105  

– Меня с самого утра штаб достает, – начал он, пряча глаза. – Требуют, чтобы я дал им трех человек в бригаду, которая занимается расследованием убийства тележурналиста.

– Почему так много? – удивилась Настя. – У нас же совсем некому будет работать, если мы трех человек отдадим. Что, во всей Москве других сыщиков не нашлось?

– Вот и я им то же самое сказал, – смущенно вздохнул полковник. – А они предложили компромиссное решение.

– Какое? – внезапно осипшим голосом спросила она, предчувствуя, что услышит сейчас неприятную новость.

– Они готовы взять не троих, а только одного. Но это должна быть ты.

– Нет.

Она ответила мгновенно и с таким ужасом, как будто ей предлагали съесть сырую жабу.

– Но почему, Стасенька?

– Вы прекрасно знаете почему, Виктор Алексеевич. На мне висят несколько дел, и я не могу их бросить просто так, только лишь из-за того, что какому-то начальнику приспичило иметь собственного аналитика.

– Настасья, ты отдаешь себе отчет в том, что говоришь? – Голос Гордеева стал сухим и строгим. – Убит известнейший человек нашей страны, на раскрытие этого преступления брошены лучшие силы милиции и прокуратуры, создан специальный штаб по координации действий и руководству расследованием, и тебе, сопливой девчонке, предлагают взять на себя аналитическую работу в этом штабе. Ты гордиться должна, что тебе оказано такое доверие. Это значит, что тебя заметили и оценили, это значит, что поняли наконец, как я был прав, когда брал тебя на работу в отдел. Это значит, что мы с тобой все-таки победили! И сейчас настал ответственный момент, когда ты можешь убедить в нашей правоте не только Петровку, но и всю нашу милицейскую общественность. Ты будешь работать в этом специальном штабе и ты всем – слышишь? – всем, от рядового оперативника до министра, покажешь, как важно и нужно заниматься аналитической работой не только для руководства на уровне города, но и для раскрытия конкретных преступлений, ты покажешь, как замечательно ты умеешь это делать. И еще одно. Не забывай, что в нашем отделе большой некомплект сотрудников. Люди уходят, а новые почему-то не приходят. То есть приходят, конечно, но я их не беру, потому что вижу: нет в них того, что я ищу в хорошем сыщике. Так вот, если ты сумеешь заявить о себе, показать себя и свою работу, ты тем самым заявишь и обо мне, и о нашем отделе. Понимаешь? Люди начнут думать: «Что же это за Гордеев такой, который придумал взять в отдел человека специально для аналитической работы? Что же это за отдел такой, где аналитик помогает раскрывать преступления?» Сначала мы станем интересны им, а потом к нам потянутся, и не шваль всякая, как сегодня, а лучшие. Так что не валяй дурака, дорогая моя, и приступай к работе в бригаде.
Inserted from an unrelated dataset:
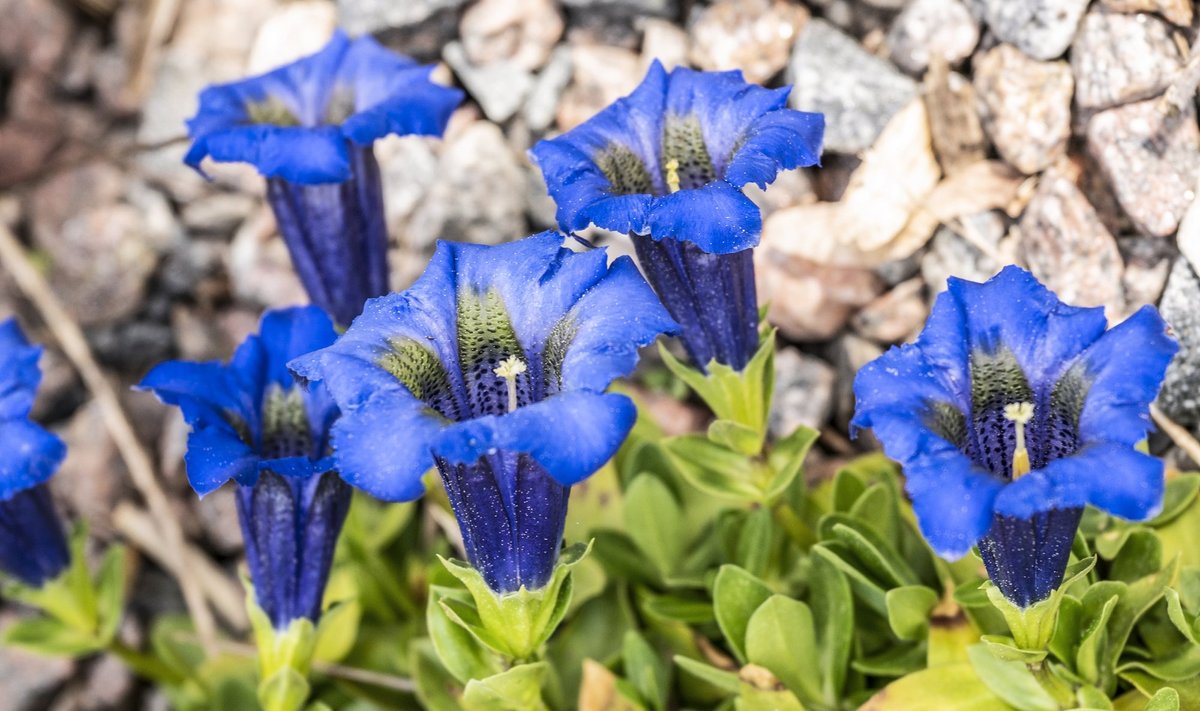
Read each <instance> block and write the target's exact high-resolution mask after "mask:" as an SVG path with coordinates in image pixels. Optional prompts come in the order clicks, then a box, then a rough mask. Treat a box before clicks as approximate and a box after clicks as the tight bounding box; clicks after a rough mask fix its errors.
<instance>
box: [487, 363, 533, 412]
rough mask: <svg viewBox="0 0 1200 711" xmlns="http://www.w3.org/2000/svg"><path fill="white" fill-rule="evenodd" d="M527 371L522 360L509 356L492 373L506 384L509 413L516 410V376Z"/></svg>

– Я не могу, – упрямо повторила Настя, глядя почему-то не на начальника, а на полированную поверхность длинного стола для совещаний.

– Почему?

– Я должна закончить с Институтом. Я должна выяснить, что за антенна стоит у них на крыше, и добиться, чтобы ее сняли и чтобы виновные в этом понесли наказание. И пока я этого не сделаю, я не остановлюсь.

– Но ты же мне руки вяжешь! – в отчаянии воскликнул Колобок. – Если оставить тебя, то придется отдавать трех человек. Трех! Это при нашем-то некомплекте! Вокруг тебя складывается какая-то непонятная ситуация, и, пока она не рассосется, тебя нужно охранять по дороге из дома на работу и обратно. Это значит, что от дела будет оторван как минимум дважды в день еще один человек. Развалится работа всего отдела – и только из-за твоего упрямства. Имей в виду, я с тобой веду светскую беседу просто потому, что хорошо к тебе отношусь, а так ведь могу приказать – и вся недолга. И прикажу, если ты не одумаешься.

– Виктор Алексеевич, – сказала Настя медленно, сквозь зубы, словно с трудом выдавливая из себя слова. – Я не хочу работать в этой бригаде, потому что считаю это безнравственным. Можно создавать специальные штабы и бригады для поимки опасного преступника, который, оставаясь на свободе, может совершить еще не одно тяжкое преступление. В такой постановке мне вопрос понятен. Но создавать такие штабы и бригады для того, чтобы раскрыть одно убийство, – это верх цинизма, это хамство и свинство, это плевок в душу всего населения, всех нас. И я не хочу, не могу и не буду участвовать в этом шабаше.

– Ты что, Стасенька? Что-то я тебя не понял, – озадаченно произнес Гордеев, который от изумления уже успел забыть, как только что велел ей перестать валять дурака и грозился перейти от дружеских уговоров к административным приказаниям.